Per mantenere l’umorismo (nero questa volta) una nuova bandiera libanese è stata disegnata come caricatura; la bandiera, quella vera, si divide in tre strisce orizzontali, due strisce rosse ai lati e una bianca in mezzo, dove si trova il cedro verde, emblema del paese. Nella caricatura si vede una valigia al posto del cedro, come se fosse il nuovo emblema di questi giorni. Non si può biasimare la gente che è partita, e mi chiedo sempre se sia la scelta giusta da fare o meno. Spesso, il prezzo della guerra è caro da pagare, e non ci sono solo gli sfollati, i feriti, e le vittime dirette che pagano il prezzo, ma tutti.

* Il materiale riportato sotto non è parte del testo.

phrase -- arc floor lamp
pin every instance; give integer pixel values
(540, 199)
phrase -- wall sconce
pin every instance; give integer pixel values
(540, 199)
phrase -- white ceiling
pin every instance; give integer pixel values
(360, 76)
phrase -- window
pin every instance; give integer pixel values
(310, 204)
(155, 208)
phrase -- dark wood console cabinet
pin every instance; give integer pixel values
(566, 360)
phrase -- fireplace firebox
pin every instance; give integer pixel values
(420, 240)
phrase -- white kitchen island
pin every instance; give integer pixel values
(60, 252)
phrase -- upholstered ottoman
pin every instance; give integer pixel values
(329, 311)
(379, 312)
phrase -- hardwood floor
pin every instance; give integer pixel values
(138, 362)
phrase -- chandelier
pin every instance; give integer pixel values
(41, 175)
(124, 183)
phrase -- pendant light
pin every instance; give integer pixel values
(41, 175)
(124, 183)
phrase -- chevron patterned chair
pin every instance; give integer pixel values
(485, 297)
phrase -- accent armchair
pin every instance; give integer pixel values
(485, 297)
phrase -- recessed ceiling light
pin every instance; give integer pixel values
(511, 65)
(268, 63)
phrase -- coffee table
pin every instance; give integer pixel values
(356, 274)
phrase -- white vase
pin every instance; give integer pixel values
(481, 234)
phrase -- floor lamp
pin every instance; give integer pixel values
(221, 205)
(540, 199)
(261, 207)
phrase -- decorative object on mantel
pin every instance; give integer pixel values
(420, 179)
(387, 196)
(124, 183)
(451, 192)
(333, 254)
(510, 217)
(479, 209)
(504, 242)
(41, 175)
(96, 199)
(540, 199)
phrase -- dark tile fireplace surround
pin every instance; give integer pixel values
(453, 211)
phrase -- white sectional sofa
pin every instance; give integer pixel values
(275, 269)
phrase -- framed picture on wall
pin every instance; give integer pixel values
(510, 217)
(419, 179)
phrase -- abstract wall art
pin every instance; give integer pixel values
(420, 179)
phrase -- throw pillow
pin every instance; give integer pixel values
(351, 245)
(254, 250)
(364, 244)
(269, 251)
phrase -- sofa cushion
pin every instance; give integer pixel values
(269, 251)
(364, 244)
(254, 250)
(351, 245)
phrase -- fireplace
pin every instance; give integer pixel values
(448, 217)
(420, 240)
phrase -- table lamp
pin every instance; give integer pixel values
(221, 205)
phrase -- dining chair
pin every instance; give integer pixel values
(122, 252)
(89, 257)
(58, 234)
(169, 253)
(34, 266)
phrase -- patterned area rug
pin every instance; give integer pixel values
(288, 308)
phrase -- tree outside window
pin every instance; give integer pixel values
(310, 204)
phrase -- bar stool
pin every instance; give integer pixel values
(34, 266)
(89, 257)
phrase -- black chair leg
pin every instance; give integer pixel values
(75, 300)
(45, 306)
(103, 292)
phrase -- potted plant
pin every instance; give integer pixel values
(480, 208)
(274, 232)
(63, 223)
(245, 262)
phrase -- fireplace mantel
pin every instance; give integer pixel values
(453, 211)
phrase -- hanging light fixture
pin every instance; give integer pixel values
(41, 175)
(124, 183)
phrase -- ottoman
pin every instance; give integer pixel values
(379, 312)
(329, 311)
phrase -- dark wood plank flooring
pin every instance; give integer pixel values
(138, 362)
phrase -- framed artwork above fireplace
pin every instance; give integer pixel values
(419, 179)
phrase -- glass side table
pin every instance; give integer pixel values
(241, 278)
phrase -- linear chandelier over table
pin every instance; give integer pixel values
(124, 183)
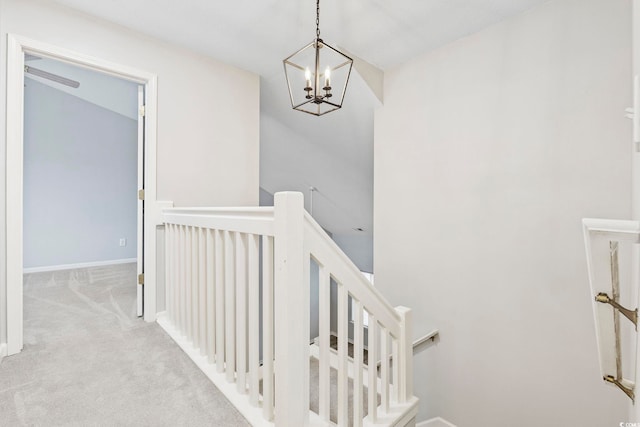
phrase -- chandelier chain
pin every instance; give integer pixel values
(317, 19)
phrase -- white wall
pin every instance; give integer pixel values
(488, 152)
(208, 112)
(80, 180)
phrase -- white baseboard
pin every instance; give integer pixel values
(435, 422)
(3, 351)
(79, 265)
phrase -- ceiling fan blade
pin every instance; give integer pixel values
(50, 76)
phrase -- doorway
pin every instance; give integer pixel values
(18, 47)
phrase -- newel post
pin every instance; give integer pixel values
(405, 391)
(291, 299)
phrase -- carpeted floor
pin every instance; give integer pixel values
(89, 361)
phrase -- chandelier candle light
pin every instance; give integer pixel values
(315, 74)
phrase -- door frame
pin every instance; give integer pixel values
(17, 46)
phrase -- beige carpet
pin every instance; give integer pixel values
(89, 361)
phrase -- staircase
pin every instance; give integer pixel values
(238, 302)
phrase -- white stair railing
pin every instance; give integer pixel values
(238, 302)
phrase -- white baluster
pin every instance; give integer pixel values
(254, 318)
(372, 356)
(211, 297)
(324, 320)
(220, 309)
(396, 371)
(241, 312)
(405, 391)
(230, 306)
(202, 285)
(168, 285)
(267, 328)
(188, 281)
(357, 363)
(176, 274)
(384, 369)
(195, 328)
(343, 374)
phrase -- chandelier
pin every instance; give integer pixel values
(317, 75)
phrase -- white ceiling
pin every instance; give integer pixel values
(333, 153)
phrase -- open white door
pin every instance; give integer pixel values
(140, 236)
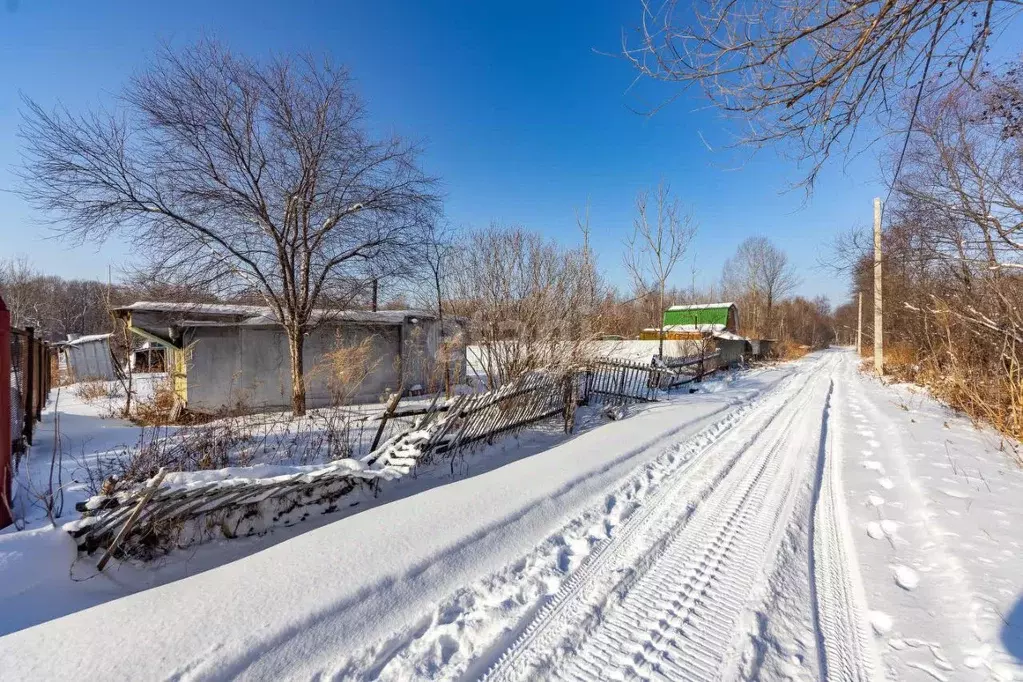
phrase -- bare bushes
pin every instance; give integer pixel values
(203, 448)
(529, 303)
(953, 256)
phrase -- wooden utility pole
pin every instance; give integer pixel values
(859, 326)
(879, 347)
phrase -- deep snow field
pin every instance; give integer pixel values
(800, 520)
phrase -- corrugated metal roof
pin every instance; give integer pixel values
(236, 314)
(703, 306)
(85, 339)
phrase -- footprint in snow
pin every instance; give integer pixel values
(883, 529)
(905, 578)
(881, 622)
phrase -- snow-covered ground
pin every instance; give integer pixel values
(801, 521)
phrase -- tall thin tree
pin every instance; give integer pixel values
(661, 235)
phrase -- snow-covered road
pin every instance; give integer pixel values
(804, 523)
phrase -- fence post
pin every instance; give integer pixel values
(392, 404)
(30, 409)
(6, 435)
(41, 369)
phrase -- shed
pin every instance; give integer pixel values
(704, 317)
(233, 356)
(88, 358)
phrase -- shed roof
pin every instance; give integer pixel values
(695, 328)
(703, 306)
(221, 314)
(84, 339)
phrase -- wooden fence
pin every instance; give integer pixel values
(443, 428)
(25, 384)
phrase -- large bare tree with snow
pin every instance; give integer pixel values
(814, 73)
(661, 235)
(236, 175)
(759, 273)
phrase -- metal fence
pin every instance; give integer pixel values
(147, 517)
(31, 378)
(25, 381)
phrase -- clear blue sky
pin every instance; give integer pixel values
(522, 117)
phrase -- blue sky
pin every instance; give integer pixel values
(523, 118)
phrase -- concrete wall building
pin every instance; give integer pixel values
(88, 358)
(225, 356)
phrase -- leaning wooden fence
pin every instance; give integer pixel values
(184, 514)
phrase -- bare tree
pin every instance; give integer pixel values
(760, 274)
(661, 235)
(438, 255)
(814, 73)
(526, 302)
(236, 175)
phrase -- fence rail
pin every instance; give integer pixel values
(444, 428)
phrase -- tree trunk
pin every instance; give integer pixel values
(660, 323)
(296, 342)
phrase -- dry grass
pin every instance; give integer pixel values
(94, 390)
(156, 410)
(788, 350)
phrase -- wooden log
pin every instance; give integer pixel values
(126, 529)
(392, 404)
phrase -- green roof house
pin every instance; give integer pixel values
(703, 317)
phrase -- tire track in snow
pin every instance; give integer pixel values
(845, 648)
(458, 639)
(720, 554)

Al «giorno 3» della pace, si vedono le file interminabili di persone che «rientrano» e le macchine piene di persone e si capisce cosa ha rappresentato «la loro casa» per un mese intero: i materassi ammucchiati sul tetto della macchina, i bagagliai spalancati, pieni zeppi di coperte, di cose personali, e del ventilatore e della tv per quelli più fortunati. Perché andando via di fretta ci si chiede sempre cosa si debba prendere e cosa lasciare, un’esitazione terribile, e alla fine non si porta via quasi niente. Ma ci sono anche molti altri che hanno tentato di rifarsi una vita, e che hanno perso tutto. Ci sono anche quelli che sono rimasti a casa loro, che non hanno scelto le scuole come casa, che non hanno perso un fratello o una sorella, quelli che in apparenza non sono stati toccati dalla guerra. Ma di fatto questa guerra è stata devastante per tutti quanti.

I sapori perduti
Quando penso a Fadi e al suo progetto della valle di Adone – la mitica valle in cui sono nati gli amori di Venere e Adone – un progetto di produzione di salsa di pomodori e di pomodori secchi biologici, che ha perso tutta la sua produzione dell’anno in un solo mese di guerra e che ora si trova costretto a fare i bilanci… Quando penso a Nelli, che aveva lasciato la sua comoda vita di Beirut per trasferirsi in una fattoria al sud del Libano e produrre le antiche varietà della regione (tra l’altro, il secondo giorno del conflitto aveva saputo che uno dei suoi prodotti era stato nominato al «presidio» dalla fondazione Slow Food per la biodiversità)… Quando penso al mio progetto, al souk el tayeb, il primo mercato agricolo del Libano – che in due anni è diventato il punto di riferimento dei piccoli produttori, e dei prodotti di qualità, il primo di altri tre mercati a Byblos, Batroun e Tripoli (el Mina) – e che tutto questo è sprofondato…
Quando penso a tutti gli altri che provavano a costruire una vita semplice, corretta e decente, e che tutto sprofonda, non si può che essere depressi, amare ancora e domandarsi: chi ha vinto, chi ha perso? Tutto quel che resta da fare è provare a recuperare il tempo, gli sforzi e le pene perdute. In questo mercoledì di «ritorno», attraversando il ponte si notavano delle grandi silhouettes e si riusciva appena a indovinare di cosa si trattasse. Guardando da più vicino si vedevano le gru al lavoro, e non si poteva che asciugarsi le lacrime. Apena un giorno di tregua ed ecco che i lavori hanno ripreso! Ricominciare, ricostruire… rivivere, non so se sia una facoltà straordinaria propria dei libanesi, o semplicemente il fatto che non abbiamo scelta.
Ed ecco un altro lunedì, una settimana dopo il famoso lunedì del cessate il fuoco. Giorno 7, 14, 21… e ci si trova a contare i giorni alla «Madame Bovary». Ma se i ricordi di quest’ultima svanivano con il tempo, per noi non è così: le tracce di guerra, morte, distruzione, ferite, perdite, si aggravano di giorno in giorno e fanno del dopoguerra giorni davvero difficili.